Is there a level of social sensitivity to your product? Consumers are most likely to discuss products of social sensitivity (health, financial, etc.) with trusted sources.

Is it a product that most people wouldn’t talk about? If so, discussion will likely be less about experience and more about product attributes and features. These are likely to be bond influences since discussion about product features often occurs between consumers who have similar levels of knowledge and interest.

Is the product segment-specific? Segments are most likely aligned by bonding patterns, since segments are often linked by similar behavioral patterns.

Is the product a function of market conditions? In other words, does the product thrive only in certain conditions? If so, it will likely create contagion (most likely bond-induced) quickly and grow if it adapts with the market cycles.

Is location a factor? If the product is specific to location (or at least starts there), the bonding element is more often the driving force of product adoption.

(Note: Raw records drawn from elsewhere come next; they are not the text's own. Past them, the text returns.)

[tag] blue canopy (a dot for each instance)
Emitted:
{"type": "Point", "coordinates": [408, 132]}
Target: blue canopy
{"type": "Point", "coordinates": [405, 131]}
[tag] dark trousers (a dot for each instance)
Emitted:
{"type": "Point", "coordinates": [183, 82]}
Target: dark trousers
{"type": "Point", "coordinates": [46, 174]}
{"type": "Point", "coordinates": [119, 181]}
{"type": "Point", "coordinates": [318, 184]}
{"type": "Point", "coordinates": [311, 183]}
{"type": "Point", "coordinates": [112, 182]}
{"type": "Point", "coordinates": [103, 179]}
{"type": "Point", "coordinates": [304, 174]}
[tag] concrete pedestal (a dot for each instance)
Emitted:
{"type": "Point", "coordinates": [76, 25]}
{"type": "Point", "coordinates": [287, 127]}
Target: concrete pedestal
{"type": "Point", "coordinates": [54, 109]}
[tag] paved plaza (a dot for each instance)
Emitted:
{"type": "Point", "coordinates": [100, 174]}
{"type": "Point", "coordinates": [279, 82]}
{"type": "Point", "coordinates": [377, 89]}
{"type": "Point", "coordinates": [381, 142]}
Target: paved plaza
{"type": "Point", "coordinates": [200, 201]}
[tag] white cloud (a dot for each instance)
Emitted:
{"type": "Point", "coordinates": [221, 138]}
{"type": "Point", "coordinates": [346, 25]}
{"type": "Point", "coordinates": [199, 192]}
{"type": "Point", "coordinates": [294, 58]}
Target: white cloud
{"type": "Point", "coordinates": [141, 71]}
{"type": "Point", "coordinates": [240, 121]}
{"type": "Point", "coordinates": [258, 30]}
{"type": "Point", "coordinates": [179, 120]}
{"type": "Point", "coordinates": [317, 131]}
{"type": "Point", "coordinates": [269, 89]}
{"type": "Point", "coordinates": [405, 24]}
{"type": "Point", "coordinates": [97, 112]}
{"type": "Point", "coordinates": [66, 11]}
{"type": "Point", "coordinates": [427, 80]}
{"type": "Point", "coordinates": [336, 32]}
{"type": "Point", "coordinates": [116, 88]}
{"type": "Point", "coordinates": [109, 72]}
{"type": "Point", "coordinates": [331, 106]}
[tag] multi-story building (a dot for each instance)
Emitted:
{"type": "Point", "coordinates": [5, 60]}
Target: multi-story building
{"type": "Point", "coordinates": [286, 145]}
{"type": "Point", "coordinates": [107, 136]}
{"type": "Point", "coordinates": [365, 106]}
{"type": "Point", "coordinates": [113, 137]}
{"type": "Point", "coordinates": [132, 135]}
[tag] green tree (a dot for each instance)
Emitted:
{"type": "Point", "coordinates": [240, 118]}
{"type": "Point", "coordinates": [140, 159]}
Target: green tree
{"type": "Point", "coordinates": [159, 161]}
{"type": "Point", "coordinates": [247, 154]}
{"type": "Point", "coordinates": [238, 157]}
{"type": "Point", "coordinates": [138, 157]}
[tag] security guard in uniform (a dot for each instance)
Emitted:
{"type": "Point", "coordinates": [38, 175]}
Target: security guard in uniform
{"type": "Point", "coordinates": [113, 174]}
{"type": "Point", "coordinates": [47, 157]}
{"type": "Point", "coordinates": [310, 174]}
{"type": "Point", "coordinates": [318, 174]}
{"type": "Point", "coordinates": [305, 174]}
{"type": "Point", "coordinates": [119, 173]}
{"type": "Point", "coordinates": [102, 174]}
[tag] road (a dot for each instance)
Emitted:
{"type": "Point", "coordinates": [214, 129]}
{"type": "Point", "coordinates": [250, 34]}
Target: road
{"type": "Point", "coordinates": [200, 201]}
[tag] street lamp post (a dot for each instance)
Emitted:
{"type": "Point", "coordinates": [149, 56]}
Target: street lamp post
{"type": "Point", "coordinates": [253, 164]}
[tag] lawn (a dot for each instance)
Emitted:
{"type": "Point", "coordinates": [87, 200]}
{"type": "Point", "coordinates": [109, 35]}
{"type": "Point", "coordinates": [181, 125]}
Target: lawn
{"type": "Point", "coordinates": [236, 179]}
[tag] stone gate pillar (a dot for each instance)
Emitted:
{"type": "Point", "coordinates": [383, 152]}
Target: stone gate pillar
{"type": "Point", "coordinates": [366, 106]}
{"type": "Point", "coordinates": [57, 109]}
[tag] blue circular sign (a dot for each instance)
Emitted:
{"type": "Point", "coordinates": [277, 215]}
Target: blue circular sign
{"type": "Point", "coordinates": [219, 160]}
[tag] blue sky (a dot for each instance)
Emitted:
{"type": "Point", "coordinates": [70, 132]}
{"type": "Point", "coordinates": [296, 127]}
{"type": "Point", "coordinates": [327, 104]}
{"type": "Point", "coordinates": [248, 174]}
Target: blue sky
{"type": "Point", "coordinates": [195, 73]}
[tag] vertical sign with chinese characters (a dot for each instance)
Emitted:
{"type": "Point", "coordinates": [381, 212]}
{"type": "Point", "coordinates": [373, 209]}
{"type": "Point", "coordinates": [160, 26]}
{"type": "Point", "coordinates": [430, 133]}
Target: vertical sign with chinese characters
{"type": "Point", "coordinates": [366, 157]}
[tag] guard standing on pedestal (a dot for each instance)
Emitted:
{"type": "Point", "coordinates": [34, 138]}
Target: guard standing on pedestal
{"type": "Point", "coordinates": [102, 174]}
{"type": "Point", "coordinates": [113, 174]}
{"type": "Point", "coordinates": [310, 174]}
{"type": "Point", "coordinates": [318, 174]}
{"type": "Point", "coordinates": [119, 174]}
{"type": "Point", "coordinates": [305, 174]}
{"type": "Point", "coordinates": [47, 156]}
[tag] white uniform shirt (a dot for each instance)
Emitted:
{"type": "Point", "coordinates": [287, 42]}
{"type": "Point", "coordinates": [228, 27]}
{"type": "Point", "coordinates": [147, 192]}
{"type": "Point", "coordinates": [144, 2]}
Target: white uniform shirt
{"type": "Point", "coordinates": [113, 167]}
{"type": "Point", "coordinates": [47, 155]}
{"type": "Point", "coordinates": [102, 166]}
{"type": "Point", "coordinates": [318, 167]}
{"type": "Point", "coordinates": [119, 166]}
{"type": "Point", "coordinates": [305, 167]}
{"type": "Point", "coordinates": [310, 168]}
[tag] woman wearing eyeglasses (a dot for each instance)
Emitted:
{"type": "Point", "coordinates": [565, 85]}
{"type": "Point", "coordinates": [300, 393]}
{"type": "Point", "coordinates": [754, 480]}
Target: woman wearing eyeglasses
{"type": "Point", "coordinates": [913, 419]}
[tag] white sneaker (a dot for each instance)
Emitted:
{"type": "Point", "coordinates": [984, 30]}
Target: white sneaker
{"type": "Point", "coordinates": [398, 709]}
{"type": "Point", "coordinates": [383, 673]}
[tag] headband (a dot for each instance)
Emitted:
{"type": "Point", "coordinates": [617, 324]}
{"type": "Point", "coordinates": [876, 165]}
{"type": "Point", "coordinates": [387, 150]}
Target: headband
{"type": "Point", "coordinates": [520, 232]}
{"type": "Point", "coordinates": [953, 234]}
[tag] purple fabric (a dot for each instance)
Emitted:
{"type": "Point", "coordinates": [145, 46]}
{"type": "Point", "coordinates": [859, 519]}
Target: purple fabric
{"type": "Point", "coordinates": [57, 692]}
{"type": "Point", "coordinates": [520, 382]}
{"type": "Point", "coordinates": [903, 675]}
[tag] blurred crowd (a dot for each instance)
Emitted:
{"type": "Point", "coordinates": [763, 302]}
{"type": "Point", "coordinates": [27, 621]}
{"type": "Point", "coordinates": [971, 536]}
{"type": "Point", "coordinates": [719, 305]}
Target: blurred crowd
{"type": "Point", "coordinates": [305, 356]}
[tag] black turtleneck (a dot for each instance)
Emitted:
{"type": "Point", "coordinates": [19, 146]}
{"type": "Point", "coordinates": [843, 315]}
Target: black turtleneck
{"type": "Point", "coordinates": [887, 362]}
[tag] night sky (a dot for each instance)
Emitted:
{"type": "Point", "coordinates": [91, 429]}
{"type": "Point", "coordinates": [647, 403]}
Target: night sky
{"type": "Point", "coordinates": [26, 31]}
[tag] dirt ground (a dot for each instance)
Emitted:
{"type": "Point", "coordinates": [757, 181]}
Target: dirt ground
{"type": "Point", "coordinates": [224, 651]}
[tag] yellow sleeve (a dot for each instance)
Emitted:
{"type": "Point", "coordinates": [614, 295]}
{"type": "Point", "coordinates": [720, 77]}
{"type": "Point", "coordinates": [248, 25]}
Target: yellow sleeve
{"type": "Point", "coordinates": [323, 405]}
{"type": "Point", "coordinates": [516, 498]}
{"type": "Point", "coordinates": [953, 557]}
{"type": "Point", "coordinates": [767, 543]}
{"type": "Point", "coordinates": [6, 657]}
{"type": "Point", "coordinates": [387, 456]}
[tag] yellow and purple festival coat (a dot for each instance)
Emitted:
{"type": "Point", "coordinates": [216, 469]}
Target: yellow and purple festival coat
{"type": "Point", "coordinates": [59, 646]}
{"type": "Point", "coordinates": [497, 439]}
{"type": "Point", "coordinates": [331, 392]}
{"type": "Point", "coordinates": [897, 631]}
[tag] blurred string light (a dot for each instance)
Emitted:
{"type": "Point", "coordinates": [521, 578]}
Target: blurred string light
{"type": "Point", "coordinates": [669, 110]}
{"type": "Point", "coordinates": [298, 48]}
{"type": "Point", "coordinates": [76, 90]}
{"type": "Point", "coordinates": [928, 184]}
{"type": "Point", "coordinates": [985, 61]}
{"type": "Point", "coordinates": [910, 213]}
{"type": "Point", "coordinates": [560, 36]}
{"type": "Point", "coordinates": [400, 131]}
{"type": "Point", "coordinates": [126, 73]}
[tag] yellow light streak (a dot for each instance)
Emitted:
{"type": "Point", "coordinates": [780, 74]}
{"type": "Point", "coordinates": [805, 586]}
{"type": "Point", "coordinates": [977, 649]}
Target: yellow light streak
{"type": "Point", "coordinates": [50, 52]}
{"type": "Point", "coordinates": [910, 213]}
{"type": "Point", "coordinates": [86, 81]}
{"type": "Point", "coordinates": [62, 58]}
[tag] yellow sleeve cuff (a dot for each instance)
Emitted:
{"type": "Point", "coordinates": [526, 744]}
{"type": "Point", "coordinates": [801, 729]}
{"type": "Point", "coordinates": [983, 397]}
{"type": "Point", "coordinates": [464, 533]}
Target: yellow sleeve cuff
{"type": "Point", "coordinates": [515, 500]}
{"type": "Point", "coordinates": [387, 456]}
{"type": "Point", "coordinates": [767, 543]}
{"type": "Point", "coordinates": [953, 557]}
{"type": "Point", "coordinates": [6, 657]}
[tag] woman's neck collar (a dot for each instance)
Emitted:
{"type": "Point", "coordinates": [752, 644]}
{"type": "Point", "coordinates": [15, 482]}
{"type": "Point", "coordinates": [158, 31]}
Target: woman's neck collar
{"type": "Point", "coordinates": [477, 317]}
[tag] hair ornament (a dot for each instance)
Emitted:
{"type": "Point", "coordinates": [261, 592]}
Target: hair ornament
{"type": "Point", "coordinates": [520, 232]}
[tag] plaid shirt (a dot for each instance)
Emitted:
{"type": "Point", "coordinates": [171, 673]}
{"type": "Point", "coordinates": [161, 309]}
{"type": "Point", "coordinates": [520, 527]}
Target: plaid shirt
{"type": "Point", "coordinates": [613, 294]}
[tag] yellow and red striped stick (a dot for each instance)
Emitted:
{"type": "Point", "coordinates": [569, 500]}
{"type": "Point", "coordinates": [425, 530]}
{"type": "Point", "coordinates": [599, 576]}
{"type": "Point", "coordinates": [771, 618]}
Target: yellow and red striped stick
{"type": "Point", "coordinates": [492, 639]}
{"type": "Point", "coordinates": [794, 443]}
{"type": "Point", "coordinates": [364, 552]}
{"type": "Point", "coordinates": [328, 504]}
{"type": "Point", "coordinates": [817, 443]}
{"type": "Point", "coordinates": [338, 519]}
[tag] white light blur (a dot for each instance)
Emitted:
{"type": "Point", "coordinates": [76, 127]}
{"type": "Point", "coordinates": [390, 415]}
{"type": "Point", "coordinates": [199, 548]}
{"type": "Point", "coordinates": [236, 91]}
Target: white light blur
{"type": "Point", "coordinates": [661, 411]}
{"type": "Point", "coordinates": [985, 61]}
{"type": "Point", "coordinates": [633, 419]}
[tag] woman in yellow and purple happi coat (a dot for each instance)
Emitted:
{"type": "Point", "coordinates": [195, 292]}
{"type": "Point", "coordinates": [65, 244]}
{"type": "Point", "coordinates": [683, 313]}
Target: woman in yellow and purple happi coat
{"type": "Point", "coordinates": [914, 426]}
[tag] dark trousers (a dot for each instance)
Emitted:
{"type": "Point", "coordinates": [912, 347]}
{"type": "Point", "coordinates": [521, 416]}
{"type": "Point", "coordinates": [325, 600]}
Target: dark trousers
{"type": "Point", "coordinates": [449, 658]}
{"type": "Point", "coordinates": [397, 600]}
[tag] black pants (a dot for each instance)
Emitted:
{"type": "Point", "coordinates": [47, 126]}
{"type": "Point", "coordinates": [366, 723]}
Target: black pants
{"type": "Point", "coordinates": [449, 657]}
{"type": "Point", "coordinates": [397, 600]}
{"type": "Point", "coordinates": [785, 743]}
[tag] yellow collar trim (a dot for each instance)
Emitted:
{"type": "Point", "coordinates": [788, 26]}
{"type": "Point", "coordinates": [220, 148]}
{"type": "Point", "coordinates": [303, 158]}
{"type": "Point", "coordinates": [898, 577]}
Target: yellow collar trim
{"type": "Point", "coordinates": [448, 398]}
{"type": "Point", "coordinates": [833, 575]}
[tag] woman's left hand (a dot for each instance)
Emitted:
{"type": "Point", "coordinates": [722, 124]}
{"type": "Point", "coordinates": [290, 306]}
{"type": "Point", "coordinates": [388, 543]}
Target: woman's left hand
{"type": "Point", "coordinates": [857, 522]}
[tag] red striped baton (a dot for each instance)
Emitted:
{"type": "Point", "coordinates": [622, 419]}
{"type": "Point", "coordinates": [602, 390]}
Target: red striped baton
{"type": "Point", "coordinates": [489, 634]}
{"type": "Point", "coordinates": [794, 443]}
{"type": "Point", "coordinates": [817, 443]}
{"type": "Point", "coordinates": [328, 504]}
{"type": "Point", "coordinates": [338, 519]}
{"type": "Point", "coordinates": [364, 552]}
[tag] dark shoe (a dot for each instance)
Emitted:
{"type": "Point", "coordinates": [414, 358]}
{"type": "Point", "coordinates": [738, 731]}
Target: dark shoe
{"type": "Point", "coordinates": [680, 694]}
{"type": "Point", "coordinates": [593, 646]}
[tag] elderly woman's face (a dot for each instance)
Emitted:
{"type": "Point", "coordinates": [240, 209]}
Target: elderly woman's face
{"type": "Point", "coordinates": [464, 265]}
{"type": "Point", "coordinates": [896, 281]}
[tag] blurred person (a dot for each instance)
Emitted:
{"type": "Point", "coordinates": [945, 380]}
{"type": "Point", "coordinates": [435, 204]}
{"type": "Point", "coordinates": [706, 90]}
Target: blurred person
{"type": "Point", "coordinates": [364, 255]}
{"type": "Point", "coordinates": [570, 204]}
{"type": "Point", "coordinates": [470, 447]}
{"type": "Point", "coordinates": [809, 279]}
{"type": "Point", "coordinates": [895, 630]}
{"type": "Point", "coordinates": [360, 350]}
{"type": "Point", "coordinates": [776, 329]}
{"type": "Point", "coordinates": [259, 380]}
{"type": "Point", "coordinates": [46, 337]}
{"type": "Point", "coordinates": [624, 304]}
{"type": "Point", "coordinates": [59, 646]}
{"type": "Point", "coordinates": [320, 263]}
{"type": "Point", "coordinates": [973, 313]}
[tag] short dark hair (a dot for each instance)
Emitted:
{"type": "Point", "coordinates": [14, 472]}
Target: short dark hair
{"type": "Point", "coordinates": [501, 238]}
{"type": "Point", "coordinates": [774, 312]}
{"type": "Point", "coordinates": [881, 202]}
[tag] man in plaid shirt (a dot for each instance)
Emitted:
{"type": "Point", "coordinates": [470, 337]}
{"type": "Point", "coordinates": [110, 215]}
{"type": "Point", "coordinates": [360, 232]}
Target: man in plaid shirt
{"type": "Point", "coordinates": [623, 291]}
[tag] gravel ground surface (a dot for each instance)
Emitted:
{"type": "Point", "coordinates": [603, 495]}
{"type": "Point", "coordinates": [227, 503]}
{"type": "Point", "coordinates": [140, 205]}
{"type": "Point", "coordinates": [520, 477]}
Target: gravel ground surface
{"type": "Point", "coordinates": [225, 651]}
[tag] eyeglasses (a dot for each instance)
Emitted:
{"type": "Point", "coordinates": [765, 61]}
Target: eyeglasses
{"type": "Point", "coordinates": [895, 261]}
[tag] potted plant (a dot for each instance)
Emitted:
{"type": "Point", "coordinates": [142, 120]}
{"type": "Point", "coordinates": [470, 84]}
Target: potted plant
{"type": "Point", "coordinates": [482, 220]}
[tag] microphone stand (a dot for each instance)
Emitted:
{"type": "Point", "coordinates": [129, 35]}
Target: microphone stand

Is the product cool? In other words, do consumers make a statement about themselves when they adopt the product? This suggests high-level bond effects but also high-level effects from the admired expert.

Growing field of research

Should a researcher desire to test the possible outcomes given the alteration of social influence parameters, a growing field of research is available. Computational modeling (or multi-agent modeling) is a cost-efficient and sound method for simulating conceptual data. The key to computational modeling, similar to other examples listed, is to keep the model simple. In doing so, researchers can experiment with different parameters of the market and the diffusion of social exchanges (examples include the questions outlined above). Computational modeling looks at markets as a complex system, which is a true function of the market itself.

One final note: Linnea is now a staunch Packers fan and Jack got an iPhone for Christmas.

References

Carley, K. (1999). “On the evolution of social and organizational networks.” In S.B. Andrews and D. Knoke (eds.) Vol. 16 special issue of Research in the Sociology of Organizations. On “Networks In and Around Organizations,” p. 3-30. JAI Press, Inc. Stamford, Conn.

Friedkin, N.E. & Johnsen, E.C. (2011). Social Influence Network Theory: A Sociological Investigation Of Small Group Dynamics. Cambridge University Press.

Mahajan, Vijay, Muller, E. & Bass, F.M. (1990). New Product Diffusion Models in Marketing. A Review and Directions for Research.” Journal of Marketing, 54 (1), p. 1-26.

Mahajan, Vijay, Muller, E. & Wind, Y.W. (2000). New-Product Diffusion Models. New York: Springer Science + Business Media, Inc.

Stigler, G.J. & Becker, G.S. (1977). “De Gustibus non est Disputandum.” The American Economic Review, 67 (2),pp. 76-90.